CEO Duality means CEO also serve as the chairman of the board. Single person
performing both activities may be deteriorating for the overall structure and impact the firm
performance. Theoretically, agency conflicts can be reduced, if we separate the duties of decision
control and decision management. Fama and Jensen (1983) argue that role of CEO and
chairman should be separate, aschairman is the chief decision control authority and CEO has the
responsibility to manage business of the firm. But duality can increase power and also improve
overall judgment. CEO Duality provides broader power, authority and control to the CEO
(Boyd, 1995). So, overall mixed views are found in the literature related to CEO duality.
Pfeffer and Salanick (1978) argued that directors with greater judgment ability would
more easily overcome organizational inactivity and sluggishness and better able to execute
strategic decision. Brickley et al. (1997) argued that duality and separation both have benefits
and cost so there is no significant single relationship between duality and capital structure
because duality will be good and beneficial for some organization and it is not valuable for
other.
Composition of the Board both executive, non executive directors should be included
in the board as well as independent directors. Independent or outside director monitor the actions
of executive director and make sure that he is not exploiting share holders right. According to
Weisbach (1988), When the organization is composed of both independent and outside director,
then there would be more effective monitoring of the top management. There is also mixed
view found on that topic in literature. Some researchers find out negative relationship between
leverage and board composition because according to them the managers seek lower leveraged
when there is strong corporate governance practices. Because if there is appropriate and vigorous
monitoring then share holders rights are not being exploited and managers are more preferably
risk averse. Kyereboah, Coleman and Biekpe (2006) argues the leverage of firm is positively
related with the percentage of directors in the board.

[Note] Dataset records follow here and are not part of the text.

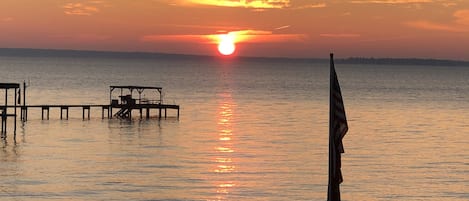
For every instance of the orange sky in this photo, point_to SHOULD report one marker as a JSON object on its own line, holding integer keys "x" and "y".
{"x": 287, "y": 28}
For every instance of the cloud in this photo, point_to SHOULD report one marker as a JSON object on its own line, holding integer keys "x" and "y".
{"x": 6, "y": 19}
{"x": 390, "y": 1}
{"x": 255, "y": 4}
{"x": 318, "y": 5}
{"x": 462, "y": 17}
{"x": 82, "y": 8}
{"x": 460, "y": 23}
{"x": 339, "y": 35}
{"x": 241, "y": 36}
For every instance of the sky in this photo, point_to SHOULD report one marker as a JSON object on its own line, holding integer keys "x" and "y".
{"x": 267, "y": 28}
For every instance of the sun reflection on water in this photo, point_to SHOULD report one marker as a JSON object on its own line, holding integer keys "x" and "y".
{"x": 225, "y": 149}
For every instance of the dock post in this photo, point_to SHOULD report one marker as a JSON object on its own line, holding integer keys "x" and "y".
{"x": 159, "y": 112}
{"x": 62, "y": 108}
{"x": 16, "y": 93}
{"x": 86, "y": 108}
{"x": 44, "y": 108}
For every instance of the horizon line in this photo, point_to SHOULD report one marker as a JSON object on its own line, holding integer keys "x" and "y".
{"x": 148, "y": 53}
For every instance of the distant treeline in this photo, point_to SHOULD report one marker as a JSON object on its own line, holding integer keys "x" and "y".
{"x": 403, "y": 61}
{"x": 24, "y": 52}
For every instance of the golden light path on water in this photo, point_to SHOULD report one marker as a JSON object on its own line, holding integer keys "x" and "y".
{"x": 226, "y": 148}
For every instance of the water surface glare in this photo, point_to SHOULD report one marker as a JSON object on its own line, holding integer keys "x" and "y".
{"x": 249, "y": 130}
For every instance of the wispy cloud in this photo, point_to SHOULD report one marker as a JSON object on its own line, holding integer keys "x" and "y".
{"x": 240, "y": 36}
{"x": 6, "y": 19}
{"x": 82, "y": 37}
{"x": 317, "y": 5}
{"x": 84, "y": 8}
{"x": 283, "y": 27}
{"x": 389, "y": 1}
{"x": 256, "y": 4}
{"x": 460, "y": 23}
{"x": 339, "y": 35}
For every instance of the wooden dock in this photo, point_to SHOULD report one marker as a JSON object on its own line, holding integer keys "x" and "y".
{"x": 106, "y": 110}
{"x": 126, "y": 102}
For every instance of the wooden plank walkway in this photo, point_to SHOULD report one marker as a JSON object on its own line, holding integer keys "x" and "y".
{"x": 86, "y": 109}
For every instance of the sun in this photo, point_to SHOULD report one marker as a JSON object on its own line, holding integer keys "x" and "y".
{"x": 226, "y": 45}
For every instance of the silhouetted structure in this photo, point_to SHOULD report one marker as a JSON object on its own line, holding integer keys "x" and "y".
{"x": 125, "y": 102}
{"x": 148, "y": 98}
{"x": 4, "y": 108}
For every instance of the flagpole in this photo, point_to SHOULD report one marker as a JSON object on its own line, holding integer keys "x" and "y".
{"x": 337, "y": 129}
{"x": 331, "y": 187}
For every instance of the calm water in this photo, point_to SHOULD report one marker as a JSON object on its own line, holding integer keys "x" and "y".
{"x": 248, "y": 130}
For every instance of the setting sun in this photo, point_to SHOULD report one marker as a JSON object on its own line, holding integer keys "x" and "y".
{"x": 226, "y": 45}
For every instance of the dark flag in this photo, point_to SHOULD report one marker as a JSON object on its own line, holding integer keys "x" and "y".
{"x": 337, "y": 129}
{"x": 19, "y": 96}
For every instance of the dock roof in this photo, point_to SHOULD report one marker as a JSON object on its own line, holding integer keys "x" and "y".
{"x": 9, "y": 85}
{"x": 133, "y": 87}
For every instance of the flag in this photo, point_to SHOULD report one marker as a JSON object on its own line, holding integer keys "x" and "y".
{"x": 19, "y": 96}
{"x": 337, "y": 129}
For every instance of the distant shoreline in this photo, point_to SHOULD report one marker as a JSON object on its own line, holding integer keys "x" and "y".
{"x": 29, "y": 52}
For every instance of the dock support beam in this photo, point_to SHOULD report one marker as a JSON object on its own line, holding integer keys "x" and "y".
{"x": 86, "y": 108}
{"x": 61, "y": 111}
{"x": 45, "y": 108}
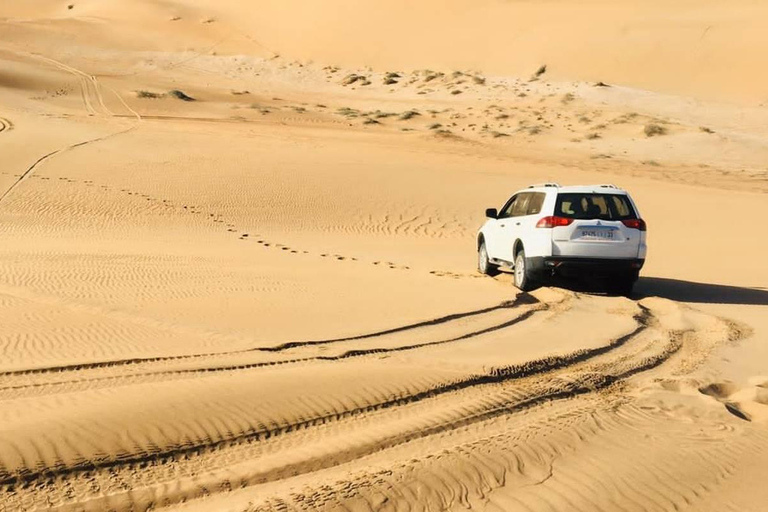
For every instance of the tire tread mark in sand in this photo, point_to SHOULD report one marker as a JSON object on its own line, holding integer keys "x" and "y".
{"x": 249, "y": 366}
{"x": 520, "y": 300}
{"x": 85, "y": 79}
{"x": 591, "y": 382}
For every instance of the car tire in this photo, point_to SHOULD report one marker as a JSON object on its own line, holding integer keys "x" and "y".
{"x": 484, "y": 265}
{"x": 523, "y": 280}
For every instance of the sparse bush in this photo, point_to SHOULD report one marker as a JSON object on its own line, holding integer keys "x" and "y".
{"x": 652, "y": 130}
{"x": 409, "y": 114}
{"x": 538, "y": 73}
{"x": 348, "y": 112}
{"x": 352, "y": 79}
{"x": 148, "y": 95}
{"x": 180, "y": 95}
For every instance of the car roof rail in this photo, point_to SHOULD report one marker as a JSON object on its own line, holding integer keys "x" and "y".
{"x": 538, "y": 185}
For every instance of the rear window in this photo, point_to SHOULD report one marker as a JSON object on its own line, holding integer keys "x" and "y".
{"x": 594, "y": 206}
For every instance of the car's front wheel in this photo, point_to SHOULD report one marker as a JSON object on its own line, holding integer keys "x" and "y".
{"x": 484, "y": 265}
{"x": 523, "y": 279}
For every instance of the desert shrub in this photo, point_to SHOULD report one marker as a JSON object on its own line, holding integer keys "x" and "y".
{"x": 348, "y": 112}
{"x": 148, "y": 95}
{"x": 409, "y": 114}
{"x": 653, "y": 130}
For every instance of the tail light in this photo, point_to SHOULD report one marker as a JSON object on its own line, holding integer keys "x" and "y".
{"x": 553, "y": 222}
{"x": 635, "y": 224}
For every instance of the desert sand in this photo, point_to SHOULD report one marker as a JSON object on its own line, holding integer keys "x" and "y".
{"x": 237, "y": 256}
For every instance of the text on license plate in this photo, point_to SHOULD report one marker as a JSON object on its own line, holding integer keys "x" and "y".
{"x": 604, "y": 234}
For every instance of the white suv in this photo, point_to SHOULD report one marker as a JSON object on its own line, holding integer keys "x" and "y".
{"x": 592, "y": 231}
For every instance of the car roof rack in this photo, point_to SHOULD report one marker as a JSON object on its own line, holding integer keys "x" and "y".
{"x": 538, "y": 185}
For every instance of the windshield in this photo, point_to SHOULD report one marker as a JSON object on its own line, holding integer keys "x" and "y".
{"x": 594, "y": 206}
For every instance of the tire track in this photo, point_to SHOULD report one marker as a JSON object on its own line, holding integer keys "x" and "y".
{"x": 5, "y": 125}
{"x": 523, "y": 299}
{"x": 210, "y": 370}
{"x": 86, "y": 82}
{"x": 588, "y": 381}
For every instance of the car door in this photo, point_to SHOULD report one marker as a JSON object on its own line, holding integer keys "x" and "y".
{"x": 494, "y": 240}
{"x": 510, "y": 226}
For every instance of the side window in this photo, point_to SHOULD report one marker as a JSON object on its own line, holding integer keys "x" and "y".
{"x": 536, "y": 203}
{"x": 506, "y": 210}
{"x": 521, "y": 205}
{"x": 622, "y": 206}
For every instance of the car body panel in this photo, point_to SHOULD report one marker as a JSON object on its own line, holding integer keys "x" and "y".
{"x": 592, "y": 239}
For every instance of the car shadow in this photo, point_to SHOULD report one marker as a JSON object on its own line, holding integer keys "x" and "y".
{"x": 688, "y": 291}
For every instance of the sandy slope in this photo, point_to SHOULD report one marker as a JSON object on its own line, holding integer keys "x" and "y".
{"x": 265, "y": 299}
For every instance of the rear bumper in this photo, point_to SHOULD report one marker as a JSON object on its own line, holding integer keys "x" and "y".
{"x": 588, "y": 267}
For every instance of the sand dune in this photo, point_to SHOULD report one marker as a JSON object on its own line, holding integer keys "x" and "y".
{"x": 237, "y": 266}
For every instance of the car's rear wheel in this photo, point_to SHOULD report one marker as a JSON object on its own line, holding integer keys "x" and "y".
{"x": 484, "y": 265}
{"x": 523, "y": 280}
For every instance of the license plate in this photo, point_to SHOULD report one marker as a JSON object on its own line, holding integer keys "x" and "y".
{"x": 598, "y": 233}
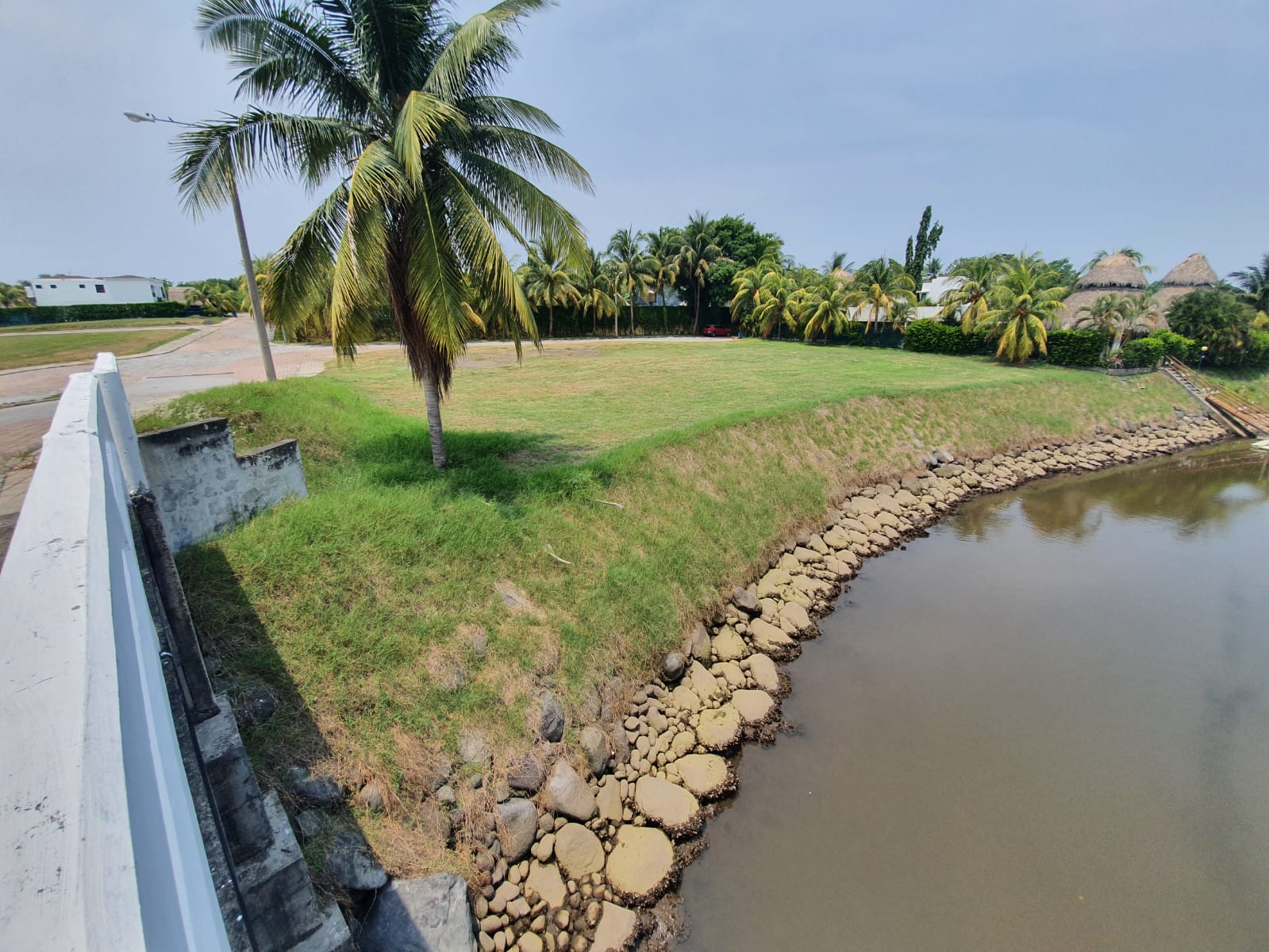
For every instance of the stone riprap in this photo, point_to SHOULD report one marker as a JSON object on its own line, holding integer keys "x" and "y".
{"x": 604, "y": 847}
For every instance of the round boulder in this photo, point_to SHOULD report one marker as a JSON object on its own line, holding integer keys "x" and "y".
{"x": 567, "y": 793}
{"x": 669, "y": 806}
{"x": 519, "y": 820}
{"x": 754, "y": 706}
{"x": 641, "y": 863}
{"x": 705, "y": 774}
{"x": 718, "y": 729}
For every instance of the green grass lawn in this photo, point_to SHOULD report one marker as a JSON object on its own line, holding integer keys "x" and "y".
{"x": 140, "y": 323}
{"x": 1253, "y": 385}
{"x": 71, "y": 348}
{"x": 358, "y": 605}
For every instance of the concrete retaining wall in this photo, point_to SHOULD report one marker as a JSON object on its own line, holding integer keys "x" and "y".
{"x": 205, "y": 488}
{"x": 102, "y": 844}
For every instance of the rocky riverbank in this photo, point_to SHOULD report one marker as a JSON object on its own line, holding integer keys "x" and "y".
{"x": 570, "y": 862}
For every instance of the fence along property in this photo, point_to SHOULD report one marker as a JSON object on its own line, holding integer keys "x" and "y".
{"x": 129, "y": 816}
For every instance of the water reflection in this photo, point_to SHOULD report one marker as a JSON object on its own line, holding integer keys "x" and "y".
{"x": 1205, "y": 490}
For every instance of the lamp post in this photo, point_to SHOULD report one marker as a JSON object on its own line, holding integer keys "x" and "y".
{"x": 248, "y": 268}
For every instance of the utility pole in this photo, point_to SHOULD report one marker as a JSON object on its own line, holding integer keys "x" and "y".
{"x": 262, "y": 332}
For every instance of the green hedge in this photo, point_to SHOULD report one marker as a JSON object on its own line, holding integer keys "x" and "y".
{"x": 1184, "y": 349}
{"x": 1146, "y": 352}
{"x": 929, "y": 336}
{"x": 66, "y": 314}
{"x": 1076, "y": 348}
{"x": 1258, "y": 349}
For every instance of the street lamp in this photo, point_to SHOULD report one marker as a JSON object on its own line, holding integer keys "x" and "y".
{"x": 249, "y": 270}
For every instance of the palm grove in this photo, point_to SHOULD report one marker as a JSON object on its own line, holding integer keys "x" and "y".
{"x": 396, "y": 105}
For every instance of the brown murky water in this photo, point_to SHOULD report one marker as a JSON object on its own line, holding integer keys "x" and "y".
{"x": 1046, "y": 727}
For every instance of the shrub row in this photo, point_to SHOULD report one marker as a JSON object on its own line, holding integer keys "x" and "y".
{"x": 928, "y": 336}
{"x": 66, "y": 314}
{"x": 1076, "y": 348}
{"x": 1144, "y": 352}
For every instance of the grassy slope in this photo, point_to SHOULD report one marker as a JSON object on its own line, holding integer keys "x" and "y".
{"x": 1252, "y": 384}
{"x": 70, "y": 348}
{"x": 357, "y": 603}
{"x": 140, "y": 323}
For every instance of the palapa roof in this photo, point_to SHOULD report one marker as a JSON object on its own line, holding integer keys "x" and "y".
{"x": 1194, "y": 272}
{"x": 1114, "y": 272}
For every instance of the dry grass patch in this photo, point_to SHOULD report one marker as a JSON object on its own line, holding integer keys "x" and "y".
{"x": 358, "y": 606}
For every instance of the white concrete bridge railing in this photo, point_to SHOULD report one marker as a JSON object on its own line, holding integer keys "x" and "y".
{"x": 102, "y": 844}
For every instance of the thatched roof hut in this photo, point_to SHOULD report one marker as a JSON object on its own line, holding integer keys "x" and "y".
{"x": 1113, "y": 274}
{"x": 1190, "y": 274}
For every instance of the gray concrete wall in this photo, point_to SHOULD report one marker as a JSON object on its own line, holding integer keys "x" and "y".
{"x": 205, "y": 488}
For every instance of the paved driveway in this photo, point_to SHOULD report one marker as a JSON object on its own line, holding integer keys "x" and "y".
{"x": 212, "y": 357}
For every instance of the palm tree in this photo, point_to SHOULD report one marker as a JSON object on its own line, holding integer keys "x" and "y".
{"x": 633, "y": 274}
{"x": 1021, "y": 308}
{"x": 775, "y": 304}
{"x": 1253, "y": 282}
{"x": 432, "y": 165}
{"x": 13, "y": 296}
{"x": 697, "y": 255}
{"x": 1102, "y": 315}
{"x": 594, "y": 290}
{"x": 970, "y": 300}
{"x": 217, "y": 300}
{"x": 663, "y": 263}
{"x": 883, "y": 282}
{"x": 546, "y": 278}
{"x": 825, "y": 306}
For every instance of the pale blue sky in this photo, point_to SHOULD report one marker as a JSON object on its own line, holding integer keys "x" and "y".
{"x": 1063, "y": 126}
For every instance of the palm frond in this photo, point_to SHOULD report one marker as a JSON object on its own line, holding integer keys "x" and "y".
{"x": 213, "y": 155}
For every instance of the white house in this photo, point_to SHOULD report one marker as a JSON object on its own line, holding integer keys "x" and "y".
{"x": 79, "y": 290}
{"x": 936, "y": 289}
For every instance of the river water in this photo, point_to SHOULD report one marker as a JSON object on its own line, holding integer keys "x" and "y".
{"x": 1046, "y": 727}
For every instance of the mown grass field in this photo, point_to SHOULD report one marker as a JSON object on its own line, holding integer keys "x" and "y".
{"x": 19, "y": 351}
{"x": 140, "y": 323}
{"x": 358, "y": 606}
{"x": 1252, "y": 384}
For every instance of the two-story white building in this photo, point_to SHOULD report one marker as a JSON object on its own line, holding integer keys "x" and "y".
{"x": 79, "y": 290}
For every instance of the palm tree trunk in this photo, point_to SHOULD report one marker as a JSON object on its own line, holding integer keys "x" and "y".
{"x": 436, "y": 432}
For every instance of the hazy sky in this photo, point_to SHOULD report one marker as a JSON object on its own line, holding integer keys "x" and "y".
{"x": 1063, "y": 126}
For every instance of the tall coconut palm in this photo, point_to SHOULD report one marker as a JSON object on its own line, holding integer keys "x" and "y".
{"x": 1253, "y": 282}
{"x": 1021, "y": 309}
{"x": 594, "y": 290}
{"x": 13, "y": 296}
{"x": 1102, "y": 317}
{"x": 825, "y": 306}
{"x": 881, "y": 283}
{"x": 547, "y": 279}
{"x": 633, "y": 276}
{"x": 697, "y": 257}
{"x": 661, "y": 253}
{"x": 1132, "y": 254}
{"x": 432, "y": 164}
{"x": 747, "y": 289}
{"x": 775, "y": 304}
{"x": 970, "y": 301}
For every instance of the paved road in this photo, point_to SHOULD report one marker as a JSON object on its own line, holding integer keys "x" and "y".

Directors Remuneration helps to motivate the manager to make those decision that
help to maximize share holders wealth. An agency conflict arises due to the conflicts of interest
between both the managers and shareholders. In order to reduce agency conflicts and make
managers work for the interest of shareholders remuneration is provided. The compensation of
managers should be attractive enough that have the ability influence managers to maximize
shareholders wealth. Abdullah (2006) found on his research on Malaysian firms that there is
negative relationship between directors remuneration and ROA. And Wen et al. (2002) finds
that directors remuneration is negatively and insignificantly related to capital structure of
organization.
Mian et al. (1996) founds positive and significant relationship between directors
compensation and capital structure. Wen et al (2002) suggests that there is negative association
between the directors remuneration and capital structure. The other control variables used in this
research includes profitability that is calculated through ROA and tangibility of assets etc. the
larger profitability generally results in lower debt ratio. As generally more profitable firms
usually invested their capital in many profitable projects and generate funds more easily.